Inhibitory Potency of Chlorogenic Acid from Apple Cider Vinegar Against Alzheimer's Disease: Molecular Docking and Dynamics Validation.

Objective: The primary cause of memory loss is Alzheimer's disease (AD). Recent studies have shown that natural compounds like apple cider vinegar (ACV) have anti-Alzheimer's capabilities. Essential components of ACV, such as gallic acid and chlorogenic acid, may be in charge of the drug's pharmacological effects.

Methods: Using molecular docking and dynamics (MD), the current work looks at the aspect of ACV that protects against AD. To study the conformational relationships and interaction mechanisms between two biological molecules (such as interactions between proteins and drugs or between proteins), MD simulation is frequently used. MD can help understand molecular structural differences between proteins and small compounds. We used acetylcholinesterase (AChE, PDB ID: 1UT6) to MD chlorogenic and gallic acids, as well as the currently prescribed medication rivastigmine (Standard medication). Furthermore, we determine the binding affinity, which may be responsible for AChE inhibition. MD simulations were performed on docked complexes of chlorogenic acid, gallic acid, and rivastigmine with receptor 1UT6 for a 300 ns trajectory to ensure the stability of docked ligand-protein complexes.

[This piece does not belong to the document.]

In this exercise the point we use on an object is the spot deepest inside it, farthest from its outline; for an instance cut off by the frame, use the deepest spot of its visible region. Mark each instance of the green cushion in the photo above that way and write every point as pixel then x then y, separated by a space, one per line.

Results: The results showed that chlorogenic acid has the highest binding affinity and stability for AChE inhibition. In the docking and dynamics analysis, both techniques have predicted chlorogenic acid to be a potential constituent of ACV which shows a similar activity when compared to rivastigmine by virtue of binding affinity.

Conclusion: These findings identify chlorogenic acid as the key component of ACV that protects against AD-related cognitive and behavioral impairments. This finding will be critical in the development of ACV-based drugs for Alzheimer's disease treatment.